Spanish Needles could follow you home

Published 11:14 am Friday, August 21, 2015

Spanish Needles have small yellow flowers at the ends of slender stems, growing 1-4 feet high, depending on growing conditions. -- SUBMITTED | HELEN HAMILTON

Spanish Needles have small yellow flowers at the ends of slender stems, growing 1-4 feet high, depending on growing conditions. — SUBMITTED | HELEN HAMILTON

Editor’s note: In an effort to expand coverage of her column, Helen Hamilton of the Virginia Native Plant Society has offered her articles for regular publication in The Tidewater News.

by Helen Hamilton

Spanish Needles (Bidens bipinnata) 

This native late-summer plant is called Spanish Needles because the needle-like dry fruits will stick to anything passing by. In summer the plant has small yellow flowers, at the ends of slender stems, growing 1-4 feet high, depending on growing conditions. Bright green leaves are fern-like, divided many times and sit opposite each other on the stem.

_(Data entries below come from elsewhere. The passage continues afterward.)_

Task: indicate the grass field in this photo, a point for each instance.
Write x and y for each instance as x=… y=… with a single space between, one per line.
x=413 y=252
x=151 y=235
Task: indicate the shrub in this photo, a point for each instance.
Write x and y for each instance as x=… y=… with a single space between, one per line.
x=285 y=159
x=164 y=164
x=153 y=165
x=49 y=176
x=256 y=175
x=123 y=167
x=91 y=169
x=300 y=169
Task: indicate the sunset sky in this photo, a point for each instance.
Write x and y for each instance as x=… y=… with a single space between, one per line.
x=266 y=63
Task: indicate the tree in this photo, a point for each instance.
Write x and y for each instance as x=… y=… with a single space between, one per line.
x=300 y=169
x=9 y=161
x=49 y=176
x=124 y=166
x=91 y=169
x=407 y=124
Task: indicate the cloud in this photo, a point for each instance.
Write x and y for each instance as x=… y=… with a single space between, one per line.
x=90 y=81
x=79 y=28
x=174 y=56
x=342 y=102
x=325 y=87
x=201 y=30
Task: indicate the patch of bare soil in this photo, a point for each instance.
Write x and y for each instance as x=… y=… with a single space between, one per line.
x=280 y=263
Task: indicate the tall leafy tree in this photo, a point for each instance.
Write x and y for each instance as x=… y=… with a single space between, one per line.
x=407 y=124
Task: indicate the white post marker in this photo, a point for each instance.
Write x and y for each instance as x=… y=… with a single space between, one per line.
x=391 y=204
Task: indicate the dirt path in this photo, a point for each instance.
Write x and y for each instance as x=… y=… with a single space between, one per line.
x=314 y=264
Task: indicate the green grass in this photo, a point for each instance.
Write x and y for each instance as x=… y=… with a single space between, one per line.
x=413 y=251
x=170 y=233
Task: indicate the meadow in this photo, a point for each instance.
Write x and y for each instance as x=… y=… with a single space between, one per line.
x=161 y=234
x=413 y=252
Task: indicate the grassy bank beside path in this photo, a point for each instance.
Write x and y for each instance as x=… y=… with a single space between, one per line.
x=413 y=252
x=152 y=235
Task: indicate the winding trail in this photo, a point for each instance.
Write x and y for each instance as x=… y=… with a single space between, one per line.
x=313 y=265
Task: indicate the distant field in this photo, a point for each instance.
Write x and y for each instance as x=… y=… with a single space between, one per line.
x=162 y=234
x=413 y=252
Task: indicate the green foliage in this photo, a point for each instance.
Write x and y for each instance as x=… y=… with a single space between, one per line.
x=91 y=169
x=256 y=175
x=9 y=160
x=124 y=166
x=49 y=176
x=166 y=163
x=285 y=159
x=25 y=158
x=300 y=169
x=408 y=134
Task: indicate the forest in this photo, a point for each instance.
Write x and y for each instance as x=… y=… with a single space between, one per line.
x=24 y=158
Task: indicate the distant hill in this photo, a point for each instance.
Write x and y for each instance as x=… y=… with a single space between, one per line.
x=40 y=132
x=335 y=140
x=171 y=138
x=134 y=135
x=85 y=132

By early fall the flower head is replaced by a round seed head, with the dry fruits radiating out in every direction. Each seed ends with a backward-pointing barb that clings to the fur, pants, shoestrings and skin. An annual, it blooms for only one season, but the plant will reappear the next year as the seeds are distributed by the wind, animals and people.

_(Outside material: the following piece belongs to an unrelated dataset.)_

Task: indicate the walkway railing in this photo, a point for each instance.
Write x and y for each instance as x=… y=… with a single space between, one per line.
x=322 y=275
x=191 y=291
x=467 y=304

The rays and disc flowers identify this plant as a member of the Aster Family. All asters attract many types of bees, wasps and flies, feeding on nectar in the disc flowers and transferring pollen. Honeybees, leaf-cutting bees and the cabbage white butterfly are frequent visitors to Spanish Needles. Blooming from August through October, the nectar and pollen feeds insects that are active late in the season.

While it likes a fertile, loamy soil, somewhat moist, this plant can adapt to a wide range of environmental conditions, as long as there is dappled sunlight — it wilts in full sun. Other members of the genus Bidens prefer wetter habitats, and the leaves and flowers are different, the fruits broad, not needle-like. These plants are common throughout Virginia, but not usually available in garden centers. Seeds can be ordered from nurseries in the prairie states.

Native Americans found uses for this plant. The Cherokee chewed the leaves for sore throat and used a leaf tea to expel worms.

The genus name Bidens means “two teeth,” referring to the barbed points on the fruits that will stick into anything passing by, fur of animals and clothing of people. “Sticktights” is another common name.